MBDC: Why did you vote against the Crime legislation?

AF: It is expensive feel-good legislation that doesn’t address the core issues.

MBDC: The smoking ban that’s upcoming in DC around the first of the year is fairly controversial, where do you come down on the issue? Why?

AF: I was one of two original introducers of legislation to ban smoking in nearly all indoor workplaces, including bars and restaurants. In January 2006, the Council adopted a similar bill that will take full effect at the start of next year. The legislation will protect workers and patrons from the harmful effects of secondhand smoke, an environmental health hazard known to cause cancer.

MBDC: What will your first act as Mayor be?

AF: I will appoint a Deputy Mayor for Education and move forward with building excellent public education.

MBDC: The commuter tax is another issue fraught with controversy, do you support such a tax? If not, why? If so, why?

AF: Last fall, I introduced a Nonresident Income Tax Prohibition Referendum, which would enable D.C. residents to plead to Congress our case that D.C. should be able to, as do the vast majority of cities across the country, tax income at the source. In other words, we should be allowed to tax workers whose jobs are located in D.C. They use our services, our roads, and require security and protection and should pay the appropriate amount for these services.

MBDC: If you were to lose this election, what would your next step be?

AF: Right now, I’m focused on winning.

MBDC: There are so many amazing and unique spots in DC, restaurants, parks, monuments, shops, streets and other places. What’s your favorite spot in DC?

AF: My current favorite spot is on anybody’s porch talking about important issues and second favorite is in campaign headquarters.

6 Comments so far

  1. Slambam (unregistered) on September 5th, 2006 @ 9:24 pm

    I just saw Fenty on TV. I’d vote for him because he doesn’t smoke rock. And he’s kinda hot.

  2. jgregory (unregistered) on September 6th, 2006 @ 9:09 am

    Fenty has visited my house three times now. He’s been repeatedly on my block talking to neighbors. Yep, that is only attendance, but in an election where I know only the same basic white paper and positions of the candidates his presence makes him standout. What I liked however was as we talked he was actually listening. As we (me and his posse) talked, it was a group conversation. He was the man, but so were we. He wasn’t snarky, or posh, he wasn’t plastic. He was intentional and focused.
    He may be a little young, a little energetic, but sometimes momentum is a great plus, especially if a leader has the capability to recreate it. He seems the most invested candidate in my life, and didn’t mince words or positions about connecting to all communities of diversity. Oh, and he doesn’t smoke crack.
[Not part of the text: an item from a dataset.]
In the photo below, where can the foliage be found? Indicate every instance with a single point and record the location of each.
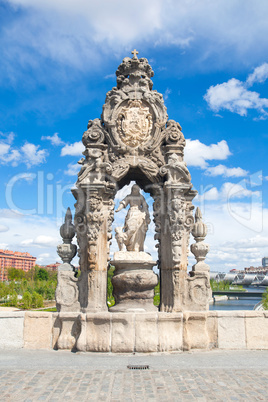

  3. Tom Bridge (unregistered) on September 6th, 2006 @ 9:42 am

    I felt his answers here were a bit plastic, but one other note:

    Any time you have to put a check in the “doesn’t smoke crack” column….man, I worry about our country if those are our standards ;)

  4. Fred Prince (unregistered) on September 6th, 2006 @ 6:24 pm

    What a crap answer to the crime legislation question!

    Safety is the number one concern for DC residents right now. Did Fenty think he could score points by being the lone ranger on crime when he voted NO for the crime legislation? Maybe he has a better plan to address the senseless killings that are rampant in the District now? Where’s the Plan, Fenty? Inaction is not cute. Doing nothing about crime does not save lives. And he wants DC residents to vote for him for mayor. I cringe at the thought.

    I’m voting for Cropp.

  5. Tom Bridge (unregistered) on September 6th, 2006 @ 6:43 pm

    I’m wondering, Fred, what good did the curfew or the cameras do? Glad to hear someone’s voting for Cropp, no one I’ve talked to is…

  6. johnson (unregistered) on September 9th, 2006 @ 1:42 pm

    Yeah, I don’t know anyone voting for Cropp either. Plus, my recollection is that Fenty has been gung ho on community based policing and increasing police neighborhood presence, over and over, and it seems like those are the things credited with the most recent (very short term) crime drop. The man’s earned my vote. I think he’ll be a great mayor.